Clone repo: Ctrl/Cmd+Shift+P → “Git: Clone” → paste URL → choose folder.

IDE integration — VS Code (screenshot)

VS Code Source Control / Git pane

Branches (short)

  • Create and switch: git switch -c my-feature
  • Switch back: git switch main
  • Merge into current: git merge my-feature

Branches let you try ideas without touching the main line. We’ll try this in the workshop.

Remote & backup

When you want a copy on a server (GitHub/GitLab) — for backup or later sharing:

  • Add remote: git remote add origin <url>
  • Push your branch: git push -u origin main
  • Pull (if you use the same repo from another machine): git pull

Today we focus on local workflow; remote is one short exercise at the end if time.

.gitignore — Keep noise and secrets out

A .gitignore file in the repo root tells Git which files or folders not to track.

Why: Avoid committing build outputs, large data, secrets, IDE/OS junk — and keep git status clean.

Example (e.g. for R/Python + data):

# Data and outputs (large or machine-specific)
data/
outputs/
*.csv

# R
.Rproj.user
*.Rdata

# Python
__pycache__/
*.pyc
.env

# OS / editor
.DS_Store
*.swp

Git will ignore these even if they’re in the folder. Add .gitignore early and commit it.

  • Generate templates: gitignore.io — create useful .gitignore files for your project (OS, IDEs, languages).

Hands-on: switch to the workshop

Open workshop/exercises.html (or the workshop/exercises.qmd source).

We’ll do in order:

  1. Setup check
  2. First repo + first commit
  3. Basic workflow again (status, diff, add, commit)
  4. Branches
  5. Remote + push (for backup and sharing)

Wrap-up

  • Git = version history for a folder; commit = snapshot with a message; workflow: statusaddcommit.
  • Key commands: git status, git add, git commit -m "...", git log / git diff; branches and remote when you need them.
  • Next steps: Use Git for one real project (code or paper); add a remote for backup or sharing.

Take-home message

Start small.
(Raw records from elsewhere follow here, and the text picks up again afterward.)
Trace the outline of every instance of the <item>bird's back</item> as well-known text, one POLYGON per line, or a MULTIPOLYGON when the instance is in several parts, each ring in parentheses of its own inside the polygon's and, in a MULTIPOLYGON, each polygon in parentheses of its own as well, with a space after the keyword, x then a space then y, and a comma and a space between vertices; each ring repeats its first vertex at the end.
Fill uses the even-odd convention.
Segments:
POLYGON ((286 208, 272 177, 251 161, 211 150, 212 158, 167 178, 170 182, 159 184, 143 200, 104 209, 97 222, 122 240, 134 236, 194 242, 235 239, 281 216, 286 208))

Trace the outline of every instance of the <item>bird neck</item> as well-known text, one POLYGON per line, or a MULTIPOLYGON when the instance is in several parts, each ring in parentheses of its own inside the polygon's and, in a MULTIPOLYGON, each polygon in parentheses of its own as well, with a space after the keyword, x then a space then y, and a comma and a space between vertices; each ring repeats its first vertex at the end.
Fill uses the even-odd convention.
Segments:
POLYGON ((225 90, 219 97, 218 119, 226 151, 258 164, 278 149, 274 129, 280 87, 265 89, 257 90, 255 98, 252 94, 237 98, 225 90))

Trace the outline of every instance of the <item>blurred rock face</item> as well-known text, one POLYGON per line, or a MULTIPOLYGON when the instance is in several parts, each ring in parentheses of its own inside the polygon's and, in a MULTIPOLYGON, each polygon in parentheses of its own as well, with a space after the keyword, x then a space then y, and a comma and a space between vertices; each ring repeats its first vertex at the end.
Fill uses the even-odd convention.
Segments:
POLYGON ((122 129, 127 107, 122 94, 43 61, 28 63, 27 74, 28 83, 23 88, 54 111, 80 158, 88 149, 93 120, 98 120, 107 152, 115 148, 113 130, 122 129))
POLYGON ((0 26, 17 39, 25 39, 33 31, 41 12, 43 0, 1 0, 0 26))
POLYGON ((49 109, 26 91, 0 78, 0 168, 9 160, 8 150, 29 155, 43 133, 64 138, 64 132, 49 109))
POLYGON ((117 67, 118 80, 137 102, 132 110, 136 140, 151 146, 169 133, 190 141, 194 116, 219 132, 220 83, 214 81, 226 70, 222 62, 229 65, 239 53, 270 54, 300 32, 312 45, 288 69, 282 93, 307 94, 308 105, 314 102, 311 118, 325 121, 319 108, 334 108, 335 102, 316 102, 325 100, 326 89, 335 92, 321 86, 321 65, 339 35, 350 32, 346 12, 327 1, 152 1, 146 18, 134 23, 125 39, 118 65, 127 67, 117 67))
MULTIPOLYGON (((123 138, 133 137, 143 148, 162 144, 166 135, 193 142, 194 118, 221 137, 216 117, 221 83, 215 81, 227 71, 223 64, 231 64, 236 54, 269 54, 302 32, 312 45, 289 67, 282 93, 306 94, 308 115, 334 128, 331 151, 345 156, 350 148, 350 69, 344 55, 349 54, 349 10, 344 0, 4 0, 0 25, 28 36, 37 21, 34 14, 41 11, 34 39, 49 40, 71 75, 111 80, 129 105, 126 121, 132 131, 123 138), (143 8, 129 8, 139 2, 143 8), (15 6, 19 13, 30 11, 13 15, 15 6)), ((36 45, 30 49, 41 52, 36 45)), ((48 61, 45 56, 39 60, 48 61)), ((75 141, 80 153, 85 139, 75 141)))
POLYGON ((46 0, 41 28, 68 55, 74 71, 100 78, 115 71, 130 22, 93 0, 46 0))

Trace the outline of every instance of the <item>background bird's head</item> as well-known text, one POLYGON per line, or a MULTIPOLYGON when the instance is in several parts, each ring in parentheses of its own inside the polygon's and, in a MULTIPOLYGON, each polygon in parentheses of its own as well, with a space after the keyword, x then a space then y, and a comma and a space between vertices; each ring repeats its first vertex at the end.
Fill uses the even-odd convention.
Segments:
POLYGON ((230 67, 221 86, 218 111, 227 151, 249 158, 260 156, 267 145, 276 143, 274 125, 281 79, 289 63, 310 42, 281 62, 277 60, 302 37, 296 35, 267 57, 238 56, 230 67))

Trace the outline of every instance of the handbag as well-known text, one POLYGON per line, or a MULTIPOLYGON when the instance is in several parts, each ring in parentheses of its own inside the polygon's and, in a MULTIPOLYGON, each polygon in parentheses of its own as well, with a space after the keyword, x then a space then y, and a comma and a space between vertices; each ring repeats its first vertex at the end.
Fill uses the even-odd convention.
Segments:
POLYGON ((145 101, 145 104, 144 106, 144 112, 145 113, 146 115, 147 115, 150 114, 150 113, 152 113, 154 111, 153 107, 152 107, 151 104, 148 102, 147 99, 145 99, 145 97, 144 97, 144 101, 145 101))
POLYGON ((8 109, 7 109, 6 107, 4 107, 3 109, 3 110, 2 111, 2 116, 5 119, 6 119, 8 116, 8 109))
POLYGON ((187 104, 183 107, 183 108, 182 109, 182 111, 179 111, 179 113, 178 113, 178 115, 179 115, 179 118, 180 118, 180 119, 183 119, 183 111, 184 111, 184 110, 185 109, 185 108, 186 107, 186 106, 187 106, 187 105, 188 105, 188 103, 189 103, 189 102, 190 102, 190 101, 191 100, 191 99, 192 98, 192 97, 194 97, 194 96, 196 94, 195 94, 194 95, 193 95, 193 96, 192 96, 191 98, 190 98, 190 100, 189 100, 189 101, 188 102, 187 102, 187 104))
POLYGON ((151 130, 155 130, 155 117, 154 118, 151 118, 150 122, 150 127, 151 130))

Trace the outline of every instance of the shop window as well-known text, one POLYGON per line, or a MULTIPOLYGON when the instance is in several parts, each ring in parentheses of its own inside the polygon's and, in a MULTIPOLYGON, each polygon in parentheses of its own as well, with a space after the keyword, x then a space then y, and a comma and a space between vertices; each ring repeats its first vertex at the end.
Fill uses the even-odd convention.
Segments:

Pick one project, commit at the end of the day, and move from there.

Advanced topics (next steps)

Things to learn when you’re ready:

  • Merge — Bring a branch into another (git merge); fast-forward vs merge commit.
  • Pull request (PR) — Propose changes on GitHub/GitLab; review, discuss, then merge.
  • Stash — Save uncommitted work temporarily (git stash / git stash pop); switch context without committing.
  • Conflicts — When two branches change the same lines; resolve in the editor, then git add and finish merge/rebase.
  • Tags — Mark a point in history (e.g. a release): git tag paper-initial-submission.
  • Bisect — Find the commit that introduced a bug: git bisect start / good / bad; Git binary-searches history.

Resources: git-scm.com/book, GitHub Docs

Thank you — Questions?

Any questions? We can redo any exercise or go deeper on workflow or branches.

You’re always welcome to ask me anything in the future.